On September 29, a group of literati gathered in a book-lined room of Boston University’s Editorial Institute, found on the emblematic Bay State Road, to hear a paper given by Cassandra Nelson of Harvard University. This marked the first annual local meeting of the ALSCW in Boston, and it was quite a lively event, to say the least.
The presentation, “‘Corrigeé si on peut dire [‘Corrected, if you can call it that’],” highlighted instances of textual variation in More Pricks Than Kicks, a lesser-known work by Samuel Beckett, and sought to explain the progression of how they came to be. Though the notion of a diachronic study of textual variation across successive editions of a text may seem abstruse or unapproachable to even the more daring among us, as it turns out, it is a topic that inspired attention, awe and many a guffaw from the audience.
Nelson was the editor involved in the 2010 reissue of More Pricks Than Kicks and shared the saga of how this collection of prose and its four preceding editions came to be (which, with many details elided for reasons of space, can be summed up as: Beckett resisted more upon each pressing, the publishers got pushier, and the proofing went rogue). It was her task to pore through each edition: the original 1934 Chatto and Windus release, one of the lowest grossing books of the time, and the second, third, and fourth editions of just 100 copies each published in 1968, 1970, and 1971, which were typed on typewriters and stapled rather than bound.
Beckett had wanted to distance himself from the work and was more than hesitant to have it further propagated, but upon the vow from his publisher at Grove that it would be produced only once and solely for use by scholars, he reluctantly agreed, and it is clear that his reluctance was well warranted. These later editions were advertised in Grove’s catalogue against the wishes of Beckett, and were fraught with textual discrepancies, ranging from minor issues of punctuation that can be attributed to negligence, to the omission of particular words (seemingly motivated by an overly liberal editor), to the outright “jazzing up” of certain words to reflect modern vernacular and contemporary standards of decorum.
After the laborious task of compiling a chart cataloguing the discrepancies from text to text, Nelson was then ready to begin selecting which version to base editorial decisions on (no easy task given the extent of the variation and the impossibility of being certain with whom the responsibility for these changes lay). She mainly sided with the 1934 version because it was the one with which Beckett had the most editorial input and many of the variants seen in later editions—such as replacing B.T.M. (“bottom”) with “arse” and “——” (for an unspecified expletive) with the much more decisive “fucking”—were updated to conform to modern standards of [in]decency, making them inauthentic to the style and period of the original work.

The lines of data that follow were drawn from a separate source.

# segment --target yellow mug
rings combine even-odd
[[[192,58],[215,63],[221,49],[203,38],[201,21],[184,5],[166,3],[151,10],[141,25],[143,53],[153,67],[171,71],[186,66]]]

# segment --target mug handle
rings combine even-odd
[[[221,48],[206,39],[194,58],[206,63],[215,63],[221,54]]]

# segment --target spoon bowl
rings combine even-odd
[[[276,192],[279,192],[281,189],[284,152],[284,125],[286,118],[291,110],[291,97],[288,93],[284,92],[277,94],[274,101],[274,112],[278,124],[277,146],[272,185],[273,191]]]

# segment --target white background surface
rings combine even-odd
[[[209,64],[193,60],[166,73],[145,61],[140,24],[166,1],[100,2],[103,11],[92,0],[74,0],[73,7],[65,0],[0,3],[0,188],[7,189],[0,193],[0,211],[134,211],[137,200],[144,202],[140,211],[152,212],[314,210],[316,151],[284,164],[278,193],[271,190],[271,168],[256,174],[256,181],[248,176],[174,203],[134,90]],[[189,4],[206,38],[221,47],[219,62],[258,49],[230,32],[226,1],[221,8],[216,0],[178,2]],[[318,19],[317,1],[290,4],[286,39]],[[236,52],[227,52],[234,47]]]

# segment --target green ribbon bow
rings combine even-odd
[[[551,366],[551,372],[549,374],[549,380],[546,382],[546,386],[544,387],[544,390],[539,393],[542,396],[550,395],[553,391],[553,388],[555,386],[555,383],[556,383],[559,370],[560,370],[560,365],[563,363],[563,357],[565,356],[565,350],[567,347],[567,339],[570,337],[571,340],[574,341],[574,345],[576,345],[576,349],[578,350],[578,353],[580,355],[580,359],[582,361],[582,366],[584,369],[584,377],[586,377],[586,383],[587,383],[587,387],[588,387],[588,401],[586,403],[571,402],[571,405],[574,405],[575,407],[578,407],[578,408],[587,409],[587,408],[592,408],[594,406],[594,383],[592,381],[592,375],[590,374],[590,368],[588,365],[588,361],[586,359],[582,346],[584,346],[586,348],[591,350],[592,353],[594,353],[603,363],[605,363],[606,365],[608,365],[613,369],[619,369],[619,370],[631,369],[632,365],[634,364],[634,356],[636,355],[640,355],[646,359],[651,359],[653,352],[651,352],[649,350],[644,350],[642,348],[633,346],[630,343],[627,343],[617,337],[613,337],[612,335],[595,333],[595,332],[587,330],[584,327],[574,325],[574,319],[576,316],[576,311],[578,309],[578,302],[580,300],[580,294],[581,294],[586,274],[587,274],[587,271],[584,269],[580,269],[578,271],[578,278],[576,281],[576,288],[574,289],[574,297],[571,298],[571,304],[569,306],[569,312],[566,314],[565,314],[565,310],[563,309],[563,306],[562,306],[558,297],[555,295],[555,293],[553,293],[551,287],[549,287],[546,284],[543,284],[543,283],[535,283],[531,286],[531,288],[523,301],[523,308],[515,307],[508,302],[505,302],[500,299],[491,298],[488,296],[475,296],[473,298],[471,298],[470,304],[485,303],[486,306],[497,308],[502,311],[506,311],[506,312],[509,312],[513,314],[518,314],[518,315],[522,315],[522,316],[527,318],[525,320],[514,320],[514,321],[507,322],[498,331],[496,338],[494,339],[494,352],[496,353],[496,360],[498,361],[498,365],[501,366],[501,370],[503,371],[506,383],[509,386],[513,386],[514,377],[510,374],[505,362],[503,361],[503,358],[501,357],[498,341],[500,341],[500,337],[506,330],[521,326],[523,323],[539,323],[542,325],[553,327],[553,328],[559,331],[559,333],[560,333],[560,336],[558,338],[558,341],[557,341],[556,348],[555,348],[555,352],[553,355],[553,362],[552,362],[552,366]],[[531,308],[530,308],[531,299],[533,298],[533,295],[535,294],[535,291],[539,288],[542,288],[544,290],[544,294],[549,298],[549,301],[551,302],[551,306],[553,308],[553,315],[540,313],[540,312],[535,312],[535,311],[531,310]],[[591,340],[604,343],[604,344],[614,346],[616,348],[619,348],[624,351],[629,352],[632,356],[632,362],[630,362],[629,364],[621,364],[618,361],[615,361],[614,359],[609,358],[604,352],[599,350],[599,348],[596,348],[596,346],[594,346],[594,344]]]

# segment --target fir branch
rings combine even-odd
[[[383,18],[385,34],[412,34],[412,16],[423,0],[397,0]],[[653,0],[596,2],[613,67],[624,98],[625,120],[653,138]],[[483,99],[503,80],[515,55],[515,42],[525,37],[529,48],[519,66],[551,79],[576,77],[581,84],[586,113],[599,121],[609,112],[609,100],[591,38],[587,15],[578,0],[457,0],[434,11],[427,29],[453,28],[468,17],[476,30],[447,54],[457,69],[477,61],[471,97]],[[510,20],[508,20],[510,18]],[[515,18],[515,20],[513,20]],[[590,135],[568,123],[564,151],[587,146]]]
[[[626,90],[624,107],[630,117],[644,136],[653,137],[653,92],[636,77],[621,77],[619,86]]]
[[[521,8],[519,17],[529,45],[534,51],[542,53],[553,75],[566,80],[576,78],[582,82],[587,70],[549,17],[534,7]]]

At the close of the presentation, it was evident just how considerable the task of editing can be, particularly when it involves constructing an accurate representation of a work that has gone through so many stages of proofing and publication. The audience engaged Nelson with questions and further observations, out of which debate was sparked regarding the underlining capabilities of manual typewriters, the possible referents of “his” in the line “A horse was down and a man sat on his head,” and whether “asterisked” should be considered a verb or an adjective in the text, but more importantly, if it is a suitable substitute for “buggered.” When the discussion died down and the wine bottles were discarded, it is no great leap to say that many in attendance were inspired to pick up More Pricks than Kicks, and, at the very least, had a renewed appreciation for the conscientious editor.